Downloading https://octodon.social/users/kensanata.atom?max_id=235430...
Downloading https://octodon.social/users/kensanata.atom?max_id=230812...
Downloading https://octodon.social/users/kensanata.atom?max_id=228327...
Done

Why doesn’t the last one have a *next* link? I raised an issue on GitHub and apparently that’s a bug.

issue

I wrote a new tool, mastodon-backup:

mastodon-backup

$ ./mastodon-backup.py kensanata@octodon.social
Get user info
Get statuses
We have 1276 statuses

This was the correct number of statuses a few minutes ago! As always, OAuth took a few extra cycles to get right, but I think the Mastodon.py library does everything I need.

Mastodon.py

Current state of mastodon-backup: it will log in and download all your statuses into a JSON file. Documentation of the format: see Toot dicts in the docs for *Mastodon.py*. The documentation says:

Toot dicts

Unless otherwise specified, all data is returned as python dictionaries, matching the JSON format used by the API. Dates returned by the API are in ISO 8601 format and are parsed into python datetime objects. ¹

¹

This is great. Documentation of the JSON format used by the API is available from the Mastodon documentation.

JSON format used by the API

My goal is to write a transformer that will just turn the JSON file into a HTML file. Alternatively, if you already have such a tool, please contribute? 😄

Some time later: OK, got text and HTML export. Mission accomplished!

Some time later: OK, got media backup, but only for the toots I authored myself, not for boosts, and some issues with the progress bar, and I want the HTML export to use images from the media backup instead of hitting the instance with hundreds of image source links.
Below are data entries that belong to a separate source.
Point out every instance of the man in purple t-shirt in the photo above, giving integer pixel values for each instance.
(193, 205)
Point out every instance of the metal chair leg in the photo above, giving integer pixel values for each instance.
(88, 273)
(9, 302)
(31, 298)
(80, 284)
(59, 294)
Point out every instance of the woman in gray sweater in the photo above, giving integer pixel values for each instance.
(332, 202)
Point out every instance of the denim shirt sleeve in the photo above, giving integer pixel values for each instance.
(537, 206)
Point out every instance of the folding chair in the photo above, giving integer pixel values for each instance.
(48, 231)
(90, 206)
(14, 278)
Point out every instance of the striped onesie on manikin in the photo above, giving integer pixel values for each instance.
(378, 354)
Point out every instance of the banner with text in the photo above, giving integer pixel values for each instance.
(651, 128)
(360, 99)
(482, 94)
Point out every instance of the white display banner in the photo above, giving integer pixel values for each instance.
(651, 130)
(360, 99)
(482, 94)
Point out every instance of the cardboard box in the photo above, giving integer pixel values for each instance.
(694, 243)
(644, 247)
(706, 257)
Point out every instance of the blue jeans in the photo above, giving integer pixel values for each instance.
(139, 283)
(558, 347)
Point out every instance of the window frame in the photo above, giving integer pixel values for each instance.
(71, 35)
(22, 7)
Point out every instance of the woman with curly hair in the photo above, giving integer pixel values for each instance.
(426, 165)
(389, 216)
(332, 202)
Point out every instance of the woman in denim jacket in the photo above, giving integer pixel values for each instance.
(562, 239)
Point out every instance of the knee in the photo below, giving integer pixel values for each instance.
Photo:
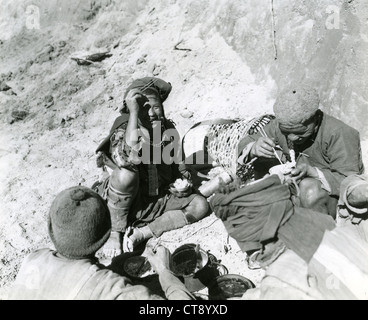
(197, 209)
(311, 192)
(124, 180)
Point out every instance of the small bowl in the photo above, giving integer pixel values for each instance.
(229, 286)
(138, 267)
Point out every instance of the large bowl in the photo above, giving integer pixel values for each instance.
(229, 286)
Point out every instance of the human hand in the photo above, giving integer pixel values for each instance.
(358, 197)
(160, 259)
(134, 100)
(303, 170)
(263, 147)
(181, 188)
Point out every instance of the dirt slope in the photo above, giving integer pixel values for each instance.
(218, 55)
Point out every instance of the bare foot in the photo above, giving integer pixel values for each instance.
(132, 238)
(113, 246)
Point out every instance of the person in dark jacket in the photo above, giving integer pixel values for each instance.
(143, 152)
(326, 149)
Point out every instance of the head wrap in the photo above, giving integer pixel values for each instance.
(79, 222)
(156, 85)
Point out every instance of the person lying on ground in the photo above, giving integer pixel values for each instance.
(326, 149)
(140, 194)
(338, 267)
(79, 224)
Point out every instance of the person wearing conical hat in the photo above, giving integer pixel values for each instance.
(143, 152)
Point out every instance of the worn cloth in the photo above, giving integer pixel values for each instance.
(263, 211)
(335, 150)
(146, 206)
(46, 276)
(79, 222)
(253, 214)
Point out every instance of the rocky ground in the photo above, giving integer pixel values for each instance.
(55, 109)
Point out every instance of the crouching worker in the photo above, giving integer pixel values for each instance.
(326, 149)
(79, 224)
(142, 150)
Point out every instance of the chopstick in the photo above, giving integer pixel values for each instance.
(264, 134)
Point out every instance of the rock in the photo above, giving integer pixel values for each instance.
(98, 56)
(19, 115)
(187, 114)
(4, 86)
(49, 101)
(141, 60)
(101, 72)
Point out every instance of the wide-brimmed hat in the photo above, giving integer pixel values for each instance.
(79, 222)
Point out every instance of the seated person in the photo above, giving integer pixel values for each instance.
(326, 149)
(79, 224)
(142, 151)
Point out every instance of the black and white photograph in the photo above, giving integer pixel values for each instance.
(197, 151)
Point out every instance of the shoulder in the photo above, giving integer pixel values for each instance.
(335, 125)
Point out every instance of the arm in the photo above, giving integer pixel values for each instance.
(344, 153)
(255, 145)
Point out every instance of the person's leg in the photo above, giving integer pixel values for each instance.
(122, 189)
(172, 219)
(312, 196)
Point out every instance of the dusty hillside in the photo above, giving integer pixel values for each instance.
(218, 55)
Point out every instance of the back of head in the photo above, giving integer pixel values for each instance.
(79, 222)
(296, 105)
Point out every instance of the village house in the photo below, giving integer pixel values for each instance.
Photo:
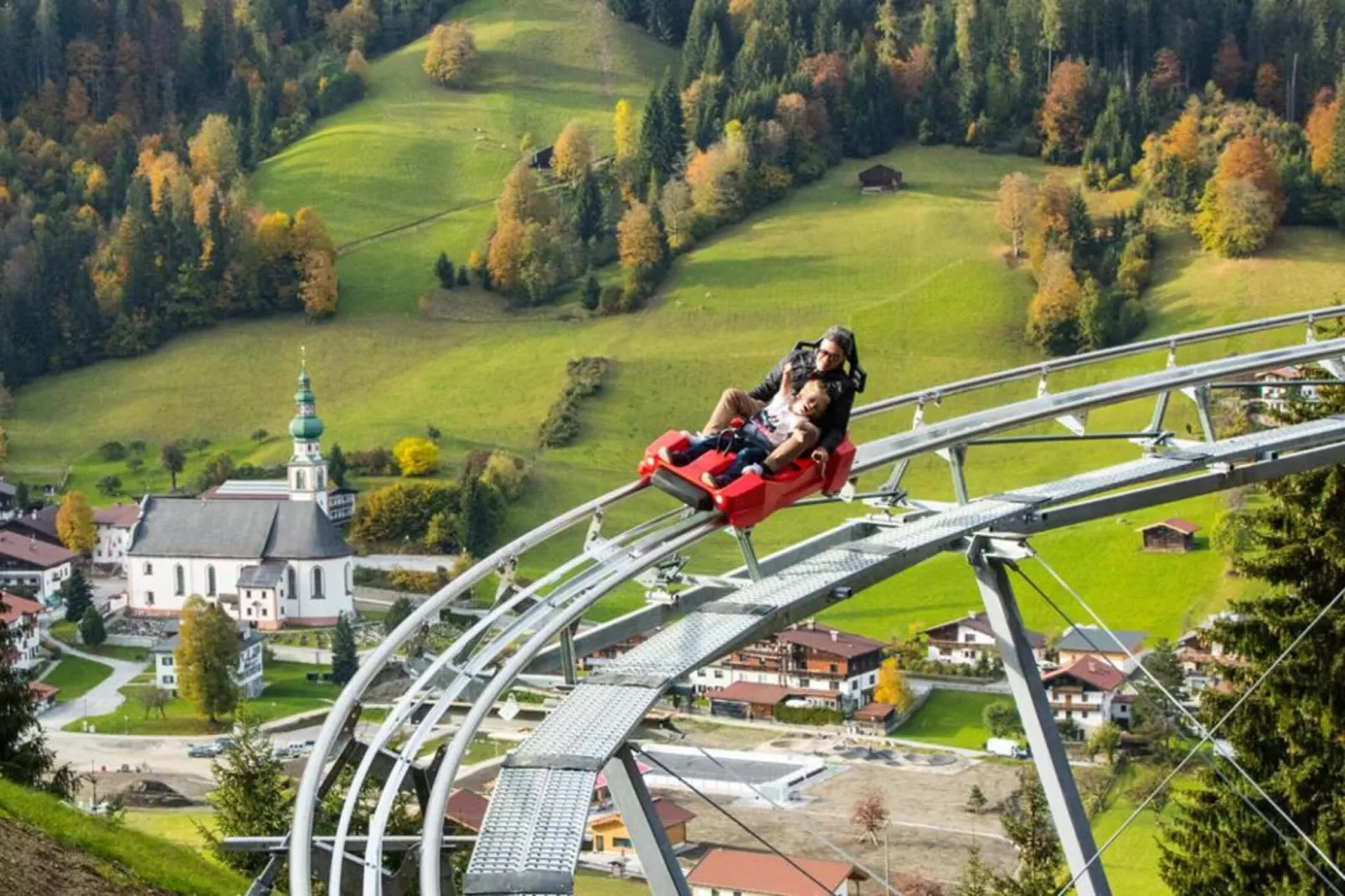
(1085, 690)
(20, 616)
(970, 641)
(752, 700)
(246, 676)
(39, 523)
(1091, 641)
(807, 657)
(607, 833)
(113, 525)
(265, 561)
(739, 872)
(30, 563)
(1173, 536)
Some time later: I think I’m done?

​#Mastodon

Comments

(Please contact me if you want to remove your comment.)

On Windows, I used Cygwin to install `python3` and `python3-pip` to get started but I get and error:

Cygwin

...
ModuleNotFoundError: No module named 'pip._vendor.requests'

So I switched and used `easy_install`.

easy_install-3.6 Mastodon.py
easy_install-3.6 html2text

– Alex 2017-11-20 10:29 UTC